Wirtschaft

Die Bankenbranche soll nicht pauschal verurteilt werden, warnt die Bundesbank

Banken-Hochhäuser

Im Streit zwischen den Banken und der Politik kam nun wieder etwas Bewegung, denn die Bundesbank wandte sich gegen die pauschale Verurteilung in dieser Branche. So betonte Andreas Dombret der Vorstand der Bundesbank ist, gegenüber dem "Handelsblatt" vom Montag, das er davor warne, ein Fehlverhalten von Einzelnen, auf das ganze Bankwesen hochzurechnen.

Hierbei berief er sich insbesondere auf die Manipulation von Referenzzinsen, welche von Händlern ausginge und meint hierbei vor allem den Libor, dieser dient insbesondere zur Berechnung der verschiedensten Finanzprodukte. Andreas Dombret sagt hierzu weiter, es sei nicht gerechtfertigt, jeden Mitarbeiter, der bei einer der beschuldigten Banken arbeitet, als kriminell zu benennen. Denn die meisten Institute wissen gar nichts von der einer Festsetzung dieser Referenzzinsen und sind somit auch nicht daran beteiligt.
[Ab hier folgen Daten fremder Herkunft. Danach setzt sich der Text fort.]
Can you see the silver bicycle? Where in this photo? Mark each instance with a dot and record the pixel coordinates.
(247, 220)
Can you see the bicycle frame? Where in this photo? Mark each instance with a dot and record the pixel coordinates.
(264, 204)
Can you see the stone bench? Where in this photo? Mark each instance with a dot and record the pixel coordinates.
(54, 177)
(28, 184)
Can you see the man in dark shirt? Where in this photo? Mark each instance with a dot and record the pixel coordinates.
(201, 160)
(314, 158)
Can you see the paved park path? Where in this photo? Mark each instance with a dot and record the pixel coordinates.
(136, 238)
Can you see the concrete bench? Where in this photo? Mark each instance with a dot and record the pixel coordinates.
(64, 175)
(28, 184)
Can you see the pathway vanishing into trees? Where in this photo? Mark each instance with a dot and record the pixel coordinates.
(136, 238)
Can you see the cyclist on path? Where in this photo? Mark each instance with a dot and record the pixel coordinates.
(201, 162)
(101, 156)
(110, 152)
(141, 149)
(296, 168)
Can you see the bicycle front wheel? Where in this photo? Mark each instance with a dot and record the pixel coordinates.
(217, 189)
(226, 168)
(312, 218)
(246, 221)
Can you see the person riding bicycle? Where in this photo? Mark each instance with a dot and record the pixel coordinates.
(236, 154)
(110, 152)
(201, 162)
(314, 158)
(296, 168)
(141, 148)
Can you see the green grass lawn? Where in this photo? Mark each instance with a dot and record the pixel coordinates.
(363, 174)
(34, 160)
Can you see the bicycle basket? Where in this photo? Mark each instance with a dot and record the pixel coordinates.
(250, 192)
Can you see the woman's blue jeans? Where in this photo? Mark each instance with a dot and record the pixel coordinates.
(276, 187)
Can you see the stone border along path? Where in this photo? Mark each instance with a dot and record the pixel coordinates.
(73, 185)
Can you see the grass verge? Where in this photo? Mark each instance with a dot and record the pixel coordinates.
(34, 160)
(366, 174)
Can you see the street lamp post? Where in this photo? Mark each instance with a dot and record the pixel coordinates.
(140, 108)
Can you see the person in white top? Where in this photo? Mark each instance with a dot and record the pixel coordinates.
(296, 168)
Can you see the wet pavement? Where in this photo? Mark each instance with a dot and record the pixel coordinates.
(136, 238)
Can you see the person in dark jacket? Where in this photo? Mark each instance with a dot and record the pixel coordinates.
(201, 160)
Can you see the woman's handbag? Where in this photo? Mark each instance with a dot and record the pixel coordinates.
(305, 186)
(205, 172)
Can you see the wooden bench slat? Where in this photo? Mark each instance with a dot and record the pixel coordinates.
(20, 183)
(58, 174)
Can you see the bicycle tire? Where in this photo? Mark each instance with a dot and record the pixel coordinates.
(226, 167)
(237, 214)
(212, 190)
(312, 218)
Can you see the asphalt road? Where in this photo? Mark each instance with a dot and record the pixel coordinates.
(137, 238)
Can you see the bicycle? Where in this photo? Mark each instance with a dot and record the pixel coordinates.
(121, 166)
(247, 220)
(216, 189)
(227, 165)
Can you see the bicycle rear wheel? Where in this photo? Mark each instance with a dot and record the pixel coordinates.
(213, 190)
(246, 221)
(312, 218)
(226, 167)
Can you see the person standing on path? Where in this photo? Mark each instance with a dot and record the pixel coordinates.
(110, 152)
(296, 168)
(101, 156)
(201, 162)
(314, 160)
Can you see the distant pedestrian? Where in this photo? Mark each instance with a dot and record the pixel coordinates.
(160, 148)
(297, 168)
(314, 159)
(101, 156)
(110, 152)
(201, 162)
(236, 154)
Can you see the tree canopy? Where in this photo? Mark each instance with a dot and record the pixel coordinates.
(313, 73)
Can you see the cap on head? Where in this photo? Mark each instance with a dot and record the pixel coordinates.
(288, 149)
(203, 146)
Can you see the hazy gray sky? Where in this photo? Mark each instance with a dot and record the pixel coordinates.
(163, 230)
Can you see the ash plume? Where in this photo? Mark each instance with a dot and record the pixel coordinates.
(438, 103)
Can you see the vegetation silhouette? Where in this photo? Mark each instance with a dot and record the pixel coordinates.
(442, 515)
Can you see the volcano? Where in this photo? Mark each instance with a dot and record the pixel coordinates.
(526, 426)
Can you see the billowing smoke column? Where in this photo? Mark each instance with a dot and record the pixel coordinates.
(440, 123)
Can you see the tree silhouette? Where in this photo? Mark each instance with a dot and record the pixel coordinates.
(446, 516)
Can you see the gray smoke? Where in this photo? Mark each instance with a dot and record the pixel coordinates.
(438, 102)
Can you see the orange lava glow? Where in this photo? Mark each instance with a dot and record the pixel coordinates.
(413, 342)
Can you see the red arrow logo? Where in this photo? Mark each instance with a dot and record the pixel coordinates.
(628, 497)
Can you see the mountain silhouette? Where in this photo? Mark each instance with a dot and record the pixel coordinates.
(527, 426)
Dombret ist als Vorstand der Bundesbank insbesondere für die Stabilität der Finanzen zuständig. Die Bundesbank reagiert damit vor allem auf den Streit, der zwischen Bankmanagern und Politikern andauert.

So hatte sich der amtierende Bundesfinanzminister Schäuble gegen die Regulierungsphase der Banken ausgesprochen. Er sagte hierzu in einem Interview im "Handelsblatt, dass die Kreativität die von den Banken beim Umgang mit der Regulierung an den Tag gelegt wird, noch sehr groß sei.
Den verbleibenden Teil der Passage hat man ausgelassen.